Implement a caching mechanism for tokenized sequences

jshuadvd · Jul 11, 2024 · 939aa76 · 939aa76
1 parent 99c846b
commit 939aa76
Showing 1 changed file with 19 additions and 0 deletions.
diff --git a/train.py b/train.py
@@ -17,6 +17,8 @@
 import wandb
 import os
 import logging
+import hashlib
+import pickle
 
 from evaluation import evaluate_passkey_retrieval
 
@@ -94,6 +96,23 @@ def validate_targets(targets, vocab_size):
     return True
 
 
+def cached_tokenize(text, tokenizer, cache_dir="tokenizer_cache"):
+    os.makedirs(cache_dir, exist_ok=True)
+    text_hash = hashlib.md5(text.encode()).hexdigest()
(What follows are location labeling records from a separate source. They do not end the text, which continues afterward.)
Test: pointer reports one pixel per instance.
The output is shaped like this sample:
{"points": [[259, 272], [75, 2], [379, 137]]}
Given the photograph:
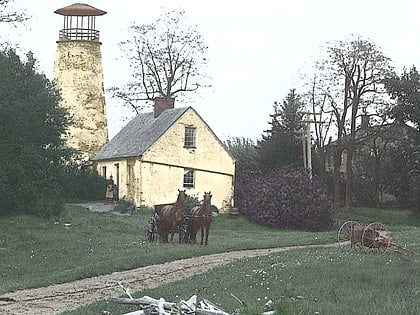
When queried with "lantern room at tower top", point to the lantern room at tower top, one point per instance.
{"points": [[79, 22]]}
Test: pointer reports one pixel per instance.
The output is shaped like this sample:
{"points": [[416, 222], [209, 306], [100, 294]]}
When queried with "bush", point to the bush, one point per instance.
{"points": [[286, 198]]}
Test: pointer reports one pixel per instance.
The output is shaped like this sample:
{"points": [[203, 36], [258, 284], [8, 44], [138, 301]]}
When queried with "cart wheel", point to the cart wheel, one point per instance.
{"points": [[345, 235], [375, 239]]}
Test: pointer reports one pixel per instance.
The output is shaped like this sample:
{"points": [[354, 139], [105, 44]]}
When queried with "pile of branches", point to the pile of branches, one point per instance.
{"points": [[151, 306]]}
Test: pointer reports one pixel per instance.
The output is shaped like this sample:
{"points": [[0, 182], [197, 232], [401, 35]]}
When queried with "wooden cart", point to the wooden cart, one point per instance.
{"points": [[373, 238]]}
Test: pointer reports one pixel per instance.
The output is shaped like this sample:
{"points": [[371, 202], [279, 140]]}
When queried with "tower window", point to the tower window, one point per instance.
{"points": [[188, 178]]}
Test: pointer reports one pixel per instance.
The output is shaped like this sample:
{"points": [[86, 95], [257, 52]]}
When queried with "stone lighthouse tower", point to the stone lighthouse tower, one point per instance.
{"points": [[79, 76]]}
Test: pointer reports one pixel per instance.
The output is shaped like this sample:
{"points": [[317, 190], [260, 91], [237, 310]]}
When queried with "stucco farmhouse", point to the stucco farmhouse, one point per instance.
{"points": [[168, 149]]}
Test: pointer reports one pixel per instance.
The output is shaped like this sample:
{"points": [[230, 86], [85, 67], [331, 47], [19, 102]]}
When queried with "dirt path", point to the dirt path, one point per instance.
{"points": [[67, 296]]}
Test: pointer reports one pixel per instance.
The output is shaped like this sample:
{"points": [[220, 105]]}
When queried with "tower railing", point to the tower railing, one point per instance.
{"points": [[79, 34]]}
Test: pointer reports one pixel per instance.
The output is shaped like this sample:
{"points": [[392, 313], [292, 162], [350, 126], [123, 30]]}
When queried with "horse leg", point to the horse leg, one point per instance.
{"points": [[180, 232], [207, 233], [202, 235], [164, 231], [194, 233]]}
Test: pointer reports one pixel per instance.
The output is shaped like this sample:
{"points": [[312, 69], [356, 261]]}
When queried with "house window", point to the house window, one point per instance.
{"points": [[188, 178], [189, 140]]}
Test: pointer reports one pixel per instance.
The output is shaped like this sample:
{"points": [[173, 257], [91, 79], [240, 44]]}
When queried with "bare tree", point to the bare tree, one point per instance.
{"points": [[352, 81], [166, 59], [10, 16]]}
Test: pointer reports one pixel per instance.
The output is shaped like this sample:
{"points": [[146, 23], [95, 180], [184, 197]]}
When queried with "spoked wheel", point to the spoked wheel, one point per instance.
{"points": [[346, 235], [375, 239]]}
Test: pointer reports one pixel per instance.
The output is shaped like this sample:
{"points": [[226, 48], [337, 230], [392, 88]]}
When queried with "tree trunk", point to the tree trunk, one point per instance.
{"points": [[337, 182], [349, 177]]}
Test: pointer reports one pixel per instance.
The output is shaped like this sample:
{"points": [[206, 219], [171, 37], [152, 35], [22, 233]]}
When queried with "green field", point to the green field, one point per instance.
{"points": [[35, 252]]}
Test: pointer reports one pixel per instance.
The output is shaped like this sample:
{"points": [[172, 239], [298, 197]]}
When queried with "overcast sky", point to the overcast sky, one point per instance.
{"points": [[257, 49]]}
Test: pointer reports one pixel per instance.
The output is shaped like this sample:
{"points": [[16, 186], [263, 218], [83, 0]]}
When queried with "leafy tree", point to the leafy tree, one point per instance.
{"points": [[406, 90], [166, 59], [31, 145], [245, 154], [281, 146]]}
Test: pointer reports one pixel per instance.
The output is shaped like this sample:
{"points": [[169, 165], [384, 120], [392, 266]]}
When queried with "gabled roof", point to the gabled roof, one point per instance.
{"points": [[139, 134]]}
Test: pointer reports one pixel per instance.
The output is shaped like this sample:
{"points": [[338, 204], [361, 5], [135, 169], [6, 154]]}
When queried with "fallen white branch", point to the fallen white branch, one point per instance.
{"points": [[191, 306]]}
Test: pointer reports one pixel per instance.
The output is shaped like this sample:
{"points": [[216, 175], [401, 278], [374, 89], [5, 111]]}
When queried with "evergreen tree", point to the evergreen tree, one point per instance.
{"points": [[282, 144], [32, 126]]}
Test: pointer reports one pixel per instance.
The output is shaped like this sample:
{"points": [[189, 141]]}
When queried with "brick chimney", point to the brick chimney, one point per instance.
{"points": [[162, 103]]}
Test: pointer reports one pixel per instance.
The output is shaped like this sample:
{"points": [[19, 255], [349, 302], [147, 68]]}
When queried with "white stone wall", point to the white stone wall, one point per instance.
{"points": [[159, 173], [79, 75]]}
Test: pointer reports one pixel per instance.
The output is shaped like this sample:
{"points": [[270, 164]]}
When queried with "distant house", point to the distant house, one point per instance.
{"points": [[370, 140], [157, 153]]}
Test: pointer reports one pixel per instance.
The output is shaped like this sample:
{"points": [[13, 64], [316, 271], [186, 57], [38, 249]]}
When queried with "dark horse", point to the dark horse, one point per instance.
{"points": [[172, 216], [201, 217]]}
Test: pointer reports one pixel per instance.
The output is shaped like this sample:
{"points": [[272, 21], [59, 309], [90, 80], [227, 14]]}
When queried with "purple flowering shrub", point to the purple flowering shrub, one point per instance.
{"points": [[286, 198]]}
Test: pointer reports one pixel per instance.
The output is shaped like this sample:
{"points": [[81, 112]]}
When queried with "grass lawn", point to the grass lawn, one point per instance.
{"points": [[35, 252]]}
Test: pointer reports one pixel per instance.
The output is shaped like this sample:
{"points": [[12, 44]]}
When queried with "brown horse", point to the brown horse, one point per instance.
{"points": [[201, 217], [172, 216]]}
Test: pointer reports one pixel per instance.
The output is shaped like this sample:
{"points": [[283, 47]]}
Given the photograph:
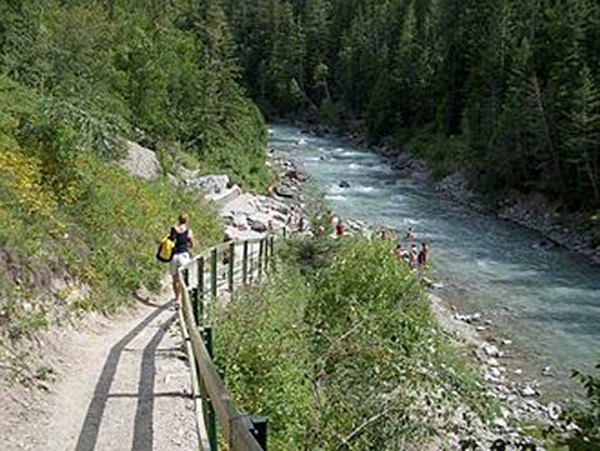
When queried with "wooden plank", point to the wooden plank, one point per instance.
{"points": [[213, 273], [203, 441], [231, 265], [234, 429]]}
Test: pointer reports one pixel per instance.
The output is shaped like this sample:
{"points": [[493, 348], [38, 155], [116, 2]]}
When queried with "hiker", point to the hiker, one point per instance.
{"points": [[184, 241], [423, 255], [301, 224], [398, 252], [413, 257], [410, 235]]}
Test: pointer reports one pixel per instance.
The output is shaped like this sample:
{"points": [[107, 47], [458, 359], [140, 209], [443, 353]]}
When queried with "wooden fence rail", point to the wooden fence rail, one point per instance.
{"points": [[214, 406]]}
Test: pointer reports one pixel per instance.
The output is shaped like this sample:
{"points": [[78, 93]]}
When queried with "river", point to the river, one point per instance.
{"points": [[546, 301]]}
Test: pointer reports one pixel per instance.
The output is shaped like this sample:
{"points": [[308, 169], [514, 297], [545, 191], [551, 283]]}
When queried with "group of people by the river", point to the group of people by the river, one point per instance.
{"points": [[417, 259]]}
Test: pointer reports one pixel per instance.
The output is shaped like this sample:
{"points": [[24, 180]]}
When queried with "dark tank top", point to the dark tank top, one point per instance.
{"points": [[181, 241]]}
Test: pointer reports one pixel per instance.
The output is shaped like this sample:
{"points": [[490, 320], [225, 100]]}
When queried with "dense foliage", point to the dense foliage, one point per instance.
{"points": [[77, 232], [508, 88], [77, 79], [161, 73], [340, 351]]}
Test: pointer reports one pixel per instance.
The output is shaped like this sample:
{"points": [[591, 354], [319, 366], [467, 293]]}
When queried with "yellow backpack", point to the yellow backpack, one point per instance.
{"points": [[166, 248]]}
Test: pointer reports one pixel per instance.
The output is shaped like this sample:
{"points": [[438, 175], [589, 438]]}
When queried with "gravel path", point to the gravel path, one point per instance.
{"points": [[120, 385]]}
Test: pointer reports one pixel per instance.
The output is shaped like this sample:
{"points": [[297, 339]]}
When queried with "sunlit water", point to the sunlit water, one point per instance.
{"points": [[546, 300]]}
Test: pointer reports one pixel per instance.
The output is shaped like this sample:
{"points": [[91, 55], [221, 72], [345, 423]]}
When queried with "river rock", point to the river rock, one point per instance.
{"points": [[210, 184], [554, 411], [285, 192], [491, 350], [528, 390]]}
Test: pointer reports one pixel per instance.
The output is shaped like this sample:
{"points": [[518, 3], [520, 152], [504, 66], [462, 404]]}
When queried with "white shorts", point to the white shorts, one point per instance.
{"points": [[178, 261]]}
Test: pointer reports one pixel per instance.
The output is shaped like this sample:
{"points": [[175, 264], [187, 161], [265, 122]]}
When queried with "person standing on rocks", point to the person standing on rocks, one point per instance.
{"points": [[413, 257], [410, 235], [423, 257], [184, 241]]}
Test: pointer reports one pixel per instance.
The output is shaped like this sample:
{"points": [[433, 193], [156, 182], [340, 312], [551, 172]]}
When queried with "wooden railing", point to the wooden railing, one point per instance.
{"points": [[230, 265]]}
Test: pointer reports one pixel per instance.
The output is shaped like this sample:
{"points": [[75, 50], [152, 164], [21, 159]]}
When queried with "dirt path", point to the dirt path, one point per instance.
{"points": [[120, 384]]}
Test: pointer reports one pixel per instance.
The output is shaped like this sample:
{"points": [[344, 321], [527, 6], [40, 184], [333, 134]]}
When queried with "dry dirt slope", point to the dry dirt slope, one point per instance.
{"points": [[120, 384]]}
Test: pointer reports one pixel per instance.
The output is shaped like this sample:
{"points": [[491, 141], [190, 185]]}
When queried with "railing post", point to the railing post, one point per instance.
{"points": [[272, 239], [212, 418], [266, 252], [245, 264], [231, 265], [199, 310], [186, 278], [261, 251], [259, 430], [250, 264], [213, 273]]}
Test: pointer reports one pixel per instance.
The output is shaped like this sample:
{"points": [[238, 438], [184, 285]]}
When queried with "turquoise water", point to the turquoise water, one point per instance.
{"points": [[546, 300]]}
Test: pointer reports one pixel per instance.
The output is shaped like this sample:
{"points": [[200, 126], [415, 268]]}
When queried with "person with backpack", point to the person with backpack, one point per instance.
{"points": [[183, 240]]}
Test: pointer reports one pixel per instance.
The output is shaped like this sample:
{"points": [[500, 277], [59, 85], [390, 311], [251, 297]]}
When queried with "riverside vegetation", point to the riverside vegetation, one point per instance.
{"points": [[77, 79], [340, 342], [340, 350]]}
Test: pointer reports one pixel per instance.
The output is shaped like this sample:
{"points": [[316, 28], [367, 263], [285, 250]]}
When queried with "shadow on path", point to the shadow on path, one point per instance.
{"points": [[143, 435], [91, 426]]}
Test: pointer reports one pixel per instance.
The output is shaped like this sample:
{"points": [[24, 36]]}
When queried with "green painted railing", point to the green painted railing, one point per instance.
{"points": [[213, 404]]}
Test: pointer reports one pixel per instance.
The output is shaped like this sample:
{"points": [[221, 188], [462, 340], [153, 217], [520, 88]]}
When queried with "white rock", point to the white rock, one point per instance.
{"points": [[491, 350], [554, 411], [547, 372], [495, 372], [140, 162], [501, 424], [528, 391], [210, 184]]}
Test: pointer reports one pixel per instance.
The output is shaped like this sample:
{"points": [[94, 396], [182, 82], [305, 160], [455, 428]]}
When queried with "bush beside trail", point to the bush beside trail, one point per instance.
{"points": [[346, 355]]}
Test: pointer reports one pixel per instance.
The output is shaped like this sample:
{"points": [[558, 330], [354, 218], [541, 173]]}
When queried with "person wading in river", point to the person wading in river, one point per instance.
{"points": [[423, 256], [184, 241]]}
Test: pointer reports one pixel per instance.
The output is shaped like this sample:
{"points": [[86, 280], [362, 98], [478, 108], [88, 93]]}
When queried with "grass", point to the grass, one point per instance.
{"points": [[70, 215], [340, 351]]}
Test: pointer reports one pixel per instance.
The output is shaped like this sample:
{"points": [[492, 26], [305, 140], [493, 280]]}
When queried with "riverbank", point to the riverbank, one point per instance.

+    cache_file = os.path.join(cache_dir, f"{text_hash}.pkl")
+
+    if os.path.exists(cache_file):
+        with open(cache_file, "rb") as f:
+            return pickle.load(f)
+
+    tokenized = tokenizer.encode(text)
+
+    with open(cache_file, "wb") as f:
+        pickle.dump(tokenized, f)
+
+    return tokenized
+
+
 def preprocess_data(data, tokenizer, max_length, overlap):
     """
     Preprocess the input data by tokenizing it in chunks and creating sliding window sequences.